Mais ce n'est pas tout. Le psaume ajoute en effet : "Toutes ses œuvres réussiront". Une promesse de récompense qui, pour ne pas être confondue avec une simple théologie de la prospérité (bien que présente dans la Bible), doit être lue conjointement avec ce que nous lisons dans de nombreux autres psaumes, chez les prophètes et dans le Livre de Job, qui nous rappellent que les justes ne réussissent pas toujours dans leurs entreprises, qu’ils finissent souvent sur des tas de fumier et s'y retrouvent non pas parce qu'ils étaient impies, mais précisément parce qu'ils étaient justes. C'est peut-être l'un des messages les plus forts qui traverse toute la Bible. Le succès n'est pas signe de droiture , pas plus que l'échec n'est signe d'impiété. L'histoire est pleine, chaque jour, de justes qui échouent et de méchants qui réussissent. Mais nous ne cessons jamais d'espérer qu'il existe une relation entre le bonheur et la justice, même si nous savons tous, y compris le psalmiste, que la vie serait fausse si les malheurs et les succès venaient du mérite et de la culpabilité. C'est alors qu'émerge la vraie nature de ces psaumes de béatitude : ils sont un souhait et une prière au Dieu juste pour que diminue l'injustice dans le monde. Notre propre souhait et notre propre prière ne doivent jamais en arriver à considérer nos propres malheurs, ni ceux des autres, comme une punition, ce qui serait le pire des blasphèmes.
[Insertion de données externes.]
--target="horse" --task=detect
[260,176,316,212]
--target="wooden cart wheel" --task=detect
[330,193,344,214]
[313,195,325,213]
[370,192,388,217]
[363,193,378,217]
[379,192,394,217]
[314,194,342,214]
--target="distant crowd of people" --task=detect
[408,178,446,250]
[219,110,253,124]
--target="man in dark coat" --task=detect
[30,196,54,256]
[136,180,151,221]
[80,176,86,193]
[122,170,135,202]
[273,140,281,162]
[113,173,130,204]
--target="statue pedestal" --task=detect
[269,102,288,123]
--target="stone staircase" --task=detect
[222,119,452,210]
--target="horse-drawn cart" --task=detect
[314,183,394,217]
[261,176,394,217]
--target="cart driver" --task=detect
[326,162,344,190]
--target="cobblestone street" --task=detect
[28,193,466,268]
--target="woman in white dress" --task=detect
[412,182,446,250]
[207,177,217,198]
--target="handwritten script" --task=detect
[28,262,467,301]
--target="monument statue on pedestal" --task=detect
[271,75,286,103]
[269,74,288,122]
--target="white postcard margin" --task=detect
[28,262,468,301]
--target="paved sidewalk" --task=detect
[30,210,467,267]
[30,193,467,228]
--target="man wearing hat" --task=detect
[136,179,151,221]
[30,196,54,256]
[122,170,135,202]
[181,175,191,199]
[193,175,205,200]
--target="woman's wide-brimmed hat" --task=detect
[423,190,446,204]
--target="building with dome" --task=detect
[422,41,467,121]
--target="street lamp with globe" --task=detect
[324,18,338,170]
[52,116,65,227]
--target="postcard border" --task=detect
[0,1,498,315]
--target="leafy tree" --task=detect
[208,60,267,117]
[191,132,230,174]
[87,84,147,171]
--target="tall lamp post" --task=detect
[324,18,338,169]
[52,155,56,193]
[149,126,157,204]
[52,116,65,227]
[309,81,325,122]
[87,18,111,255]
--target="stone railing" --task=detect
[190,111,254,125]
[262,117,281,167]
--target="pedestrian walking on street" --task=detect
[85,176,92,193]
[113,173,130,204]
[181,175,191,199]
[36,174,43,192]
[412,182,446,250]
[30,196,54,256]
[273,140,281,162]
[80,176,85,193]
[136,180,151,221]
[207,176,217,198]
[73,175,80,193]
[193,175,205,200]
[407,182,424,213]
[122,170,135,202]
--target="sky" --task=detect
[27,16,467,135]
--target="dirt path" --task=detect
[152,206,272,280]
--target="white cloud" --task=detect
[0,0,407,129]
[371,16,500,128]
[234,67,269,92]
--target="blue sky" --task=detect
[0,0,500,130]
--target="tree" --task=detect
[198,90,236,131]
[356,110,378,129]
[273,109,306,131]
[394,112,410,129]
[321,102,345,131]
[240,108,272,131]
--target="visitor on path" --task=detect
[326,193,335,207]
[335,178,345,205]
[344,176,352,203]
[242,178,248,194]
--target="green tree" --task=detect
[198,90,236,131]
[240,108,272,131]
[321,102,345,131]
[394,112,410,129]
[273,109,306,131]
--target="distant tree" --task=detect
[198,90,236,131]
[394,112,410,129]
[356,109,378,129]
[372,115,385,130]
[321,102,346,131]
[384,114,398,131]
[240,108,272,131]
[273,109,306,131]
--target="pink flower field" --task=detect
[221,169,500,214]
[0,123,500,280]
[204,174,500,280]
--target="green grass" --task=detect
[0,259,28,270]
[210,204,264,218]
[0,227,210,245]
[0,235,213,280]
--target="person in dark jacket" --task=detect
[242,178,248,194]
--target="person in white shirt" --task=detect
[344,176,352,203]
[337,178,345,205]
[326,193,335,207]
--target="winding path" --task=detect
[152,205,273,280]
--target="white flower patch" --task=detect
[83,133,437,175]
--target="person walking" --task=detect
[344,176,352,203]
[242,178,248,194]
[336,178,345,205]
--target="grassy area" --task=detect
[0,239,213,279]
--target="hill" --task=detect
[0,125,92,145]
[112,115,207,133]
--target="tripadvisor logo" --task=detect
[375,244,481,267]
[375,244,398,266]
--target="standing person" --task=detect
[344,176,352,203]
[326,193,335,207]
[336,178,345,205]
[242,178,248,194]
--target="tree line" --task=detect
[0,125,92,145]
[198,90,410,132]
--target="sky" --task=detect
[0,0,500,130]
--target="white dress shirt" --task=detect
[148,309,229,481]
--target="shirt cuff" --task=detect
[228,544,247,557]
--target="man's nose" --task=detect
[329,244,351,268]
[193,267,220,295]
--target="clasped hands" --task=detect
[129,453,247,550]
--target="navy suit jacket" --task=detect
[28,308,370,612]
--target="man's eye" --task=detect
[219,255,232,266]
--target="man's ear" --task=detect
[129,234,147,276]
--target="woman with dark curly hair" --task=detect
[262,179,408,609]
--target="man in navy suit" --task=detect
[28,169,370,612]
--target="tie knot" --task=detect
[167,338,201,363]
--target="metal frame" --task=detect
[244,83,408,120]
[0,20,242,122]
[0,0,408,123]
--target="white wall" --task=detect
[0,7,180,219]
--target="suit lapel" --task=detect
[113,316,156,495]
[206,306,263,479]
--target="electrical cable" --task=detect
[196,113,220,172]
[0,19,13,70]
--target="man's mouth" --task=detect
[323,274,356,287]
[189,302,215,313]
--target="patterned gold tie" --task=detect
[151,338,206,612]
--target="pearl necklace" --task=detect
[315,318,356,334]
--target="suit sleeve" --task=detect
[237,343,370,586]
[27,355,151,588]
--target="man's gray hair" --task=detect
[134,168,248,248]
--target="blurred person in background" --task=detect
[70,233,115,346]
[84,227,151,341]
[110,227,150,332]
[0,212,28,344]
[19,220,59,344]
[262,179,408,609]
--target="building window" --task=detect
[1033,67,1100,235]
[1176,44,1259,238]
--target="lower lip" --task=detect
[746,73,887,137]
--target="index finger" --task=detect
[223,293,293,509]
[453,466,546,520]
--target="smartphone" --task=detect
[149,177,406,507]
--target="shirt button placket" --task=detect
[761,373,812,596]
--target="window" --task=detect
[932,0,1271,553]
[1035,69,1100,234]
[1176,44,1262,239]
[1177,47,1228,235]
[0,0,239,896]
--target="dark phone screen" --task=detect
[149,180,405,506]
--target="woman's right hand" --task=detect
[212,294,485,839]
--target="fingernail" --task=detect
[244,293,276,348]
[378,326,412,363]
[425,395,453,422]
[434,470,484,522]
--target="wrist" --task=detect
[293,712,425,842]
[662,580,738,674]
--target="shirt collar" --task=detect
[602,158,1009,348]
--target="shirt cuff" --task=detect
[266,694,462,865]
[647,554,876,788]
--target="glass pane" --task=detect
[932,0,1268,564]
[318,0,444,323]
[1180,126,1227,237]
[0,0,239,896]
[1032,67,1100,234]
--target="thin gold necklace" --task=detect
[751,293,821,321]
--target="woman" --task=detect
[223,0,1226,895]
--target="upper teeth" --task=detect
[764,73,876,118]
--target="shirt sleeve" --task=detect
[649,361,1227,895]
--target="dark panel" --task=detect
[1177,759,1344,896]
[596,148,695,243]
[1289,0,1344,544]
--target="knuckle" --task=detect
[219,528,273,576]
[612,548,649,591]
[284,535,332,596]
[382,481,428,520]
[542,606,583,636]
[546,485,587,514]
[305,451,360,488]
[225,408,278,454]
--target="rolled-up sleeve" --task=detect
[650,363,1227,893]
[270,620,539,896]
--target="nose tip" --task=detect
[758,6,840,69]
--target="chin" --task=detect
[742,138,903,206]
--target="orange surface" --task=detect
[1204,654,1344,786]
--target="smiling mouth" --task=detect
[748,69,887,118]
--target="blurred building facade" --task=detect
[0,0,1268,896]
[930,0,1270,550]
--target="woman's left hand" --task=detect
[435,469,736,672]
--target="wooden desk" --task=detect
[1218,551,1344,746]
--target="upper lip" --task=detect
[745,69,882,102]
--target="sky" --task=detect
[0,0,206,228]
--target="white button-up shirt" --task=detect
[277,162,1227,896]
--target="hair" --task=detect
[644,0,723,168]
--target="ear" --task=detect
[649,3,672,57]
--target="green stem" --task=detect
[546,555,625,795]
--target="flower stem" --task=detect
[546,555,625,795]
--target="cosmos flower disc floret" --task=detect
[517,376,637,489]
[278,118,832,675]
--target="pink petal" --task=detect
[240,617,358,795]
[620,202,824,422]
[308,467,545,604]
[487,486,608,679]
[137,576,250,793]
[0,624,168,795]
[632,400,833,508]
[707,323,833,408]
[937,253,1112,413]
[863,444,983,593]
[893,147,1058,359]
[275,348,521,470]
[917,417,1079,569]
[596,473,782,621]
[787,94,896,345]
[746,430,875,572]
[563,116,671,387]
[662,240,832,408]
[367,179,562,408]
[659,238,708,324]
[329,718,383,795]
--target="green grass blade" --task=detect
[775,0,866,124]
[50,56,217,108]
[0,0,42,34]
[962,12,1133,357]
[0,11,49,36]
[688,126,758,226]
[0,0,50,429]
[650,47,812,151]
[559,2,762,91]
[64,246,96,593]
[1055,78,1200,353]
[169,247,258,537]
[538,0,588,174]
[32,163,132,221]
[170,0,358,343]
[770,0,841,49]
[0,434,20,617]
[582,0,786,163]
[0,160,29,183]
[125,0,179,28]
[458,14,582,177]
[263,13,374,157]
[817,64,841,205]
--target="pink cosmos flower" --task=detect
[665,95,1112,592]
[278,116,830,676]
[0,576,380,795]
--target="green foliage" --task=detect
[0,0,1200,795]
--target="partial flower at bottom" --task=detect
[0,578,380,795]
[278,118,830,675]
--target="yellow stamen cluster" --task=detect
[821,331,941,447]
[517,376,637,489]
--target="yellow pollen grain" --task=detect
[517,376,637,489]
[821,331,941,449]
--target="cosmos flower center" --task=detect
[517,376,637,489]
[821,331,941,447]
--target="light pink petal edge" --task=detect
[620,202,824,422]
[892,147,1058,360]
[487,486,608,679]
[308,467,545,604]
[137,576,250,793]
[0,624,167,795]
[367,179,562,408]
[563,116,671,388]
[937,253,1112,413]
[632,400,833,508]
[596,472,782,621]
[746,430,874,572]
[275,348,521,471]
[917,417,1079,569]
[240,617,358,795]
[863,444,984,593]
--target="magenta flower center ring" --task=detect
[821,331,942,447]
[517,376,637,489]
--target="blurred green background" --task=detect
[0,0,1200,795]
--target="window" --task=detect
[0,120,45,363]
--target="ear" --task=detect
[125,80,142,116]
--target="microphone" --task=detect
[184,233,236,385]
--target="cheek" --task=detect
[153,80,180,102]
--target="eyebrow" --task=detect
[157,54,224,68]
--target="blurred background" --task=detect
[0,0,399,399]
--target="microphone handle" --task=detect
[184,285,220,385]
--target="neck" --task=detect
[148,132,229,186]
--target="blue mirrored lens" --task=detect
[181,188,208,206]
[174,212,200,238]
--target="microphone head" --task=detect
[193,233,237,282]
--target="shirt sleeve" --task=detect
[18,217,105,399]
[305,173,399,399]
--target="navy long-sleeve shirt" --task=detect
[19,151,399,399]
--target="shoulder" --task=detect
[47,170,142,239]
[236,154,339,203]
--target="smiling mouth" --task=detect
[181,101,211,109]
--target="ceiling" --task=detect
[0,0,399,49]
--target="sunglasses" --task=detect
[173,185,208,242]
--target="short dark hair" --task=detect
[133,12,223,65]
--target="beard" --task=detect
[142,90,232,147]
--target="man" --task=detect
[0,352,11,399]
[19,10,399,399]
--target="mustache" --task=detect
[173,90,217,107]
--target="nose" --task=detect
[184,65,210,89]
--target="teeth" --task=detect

Mais enfin qui sont les impies ? Et qui sont les justes ? Nous savons ce que Jésus pensait des justes. On entre impie dans les psaumes, en se sentant juste, et, si le le parcours réussit, on finit par en sortir juste en se sentant impie. Il n'y a pas de moment plus favorable que celui-ci pour méditer et prier les psaumes. De nombreux psaumes sont nés aux moments les plus terribles de l'histoire d'Israël. Certains ont vu le jour pendant l'exil, lorsque personne n'était en mesure de trouver, dans la tradition, une prière capable d’exprimer le chagrin sans précédent de la patrie perdue et du temple détruit. Les psaumes sont devenus un temple mobile. Ce long deuil spirituel a engendré d'autres prières nouvelles, parmi les plus belles du psautier - qui sait combien de nouveaux psaumes s’élèvent aujourd'hui dans nos hôpitaux : les plus beaux ne seront peut-être pas recueillis ni racontés par qui que ce soit, mais ils ne seront pas perdus- « Tu recueilles en tes outres mes larmes » (Psaume 55). Au fil des siècles, les Psaumes ont offert à ceux qui n’en avaient plus, des mots pour prier. Ils ont été la première prière de ceux qui ont recommencé à prier. Parfois, ils prêtaient leur mots à ceux qui, sans avoir la foi, avaient le désir de prier dans ces moments terribles où la prière devient la fille unique du silence. Les psaumes nous ramènent sur les pentes du Sinaï, nous font entendre à nouveau les paroles de Moïse, traverser à nouveau la mer et danser ensuite avec Miryam au chant de la libération. Un seul psaume suffit pour apprendre le sens de la Bible et, peut-être, de la vie. Bon voyage.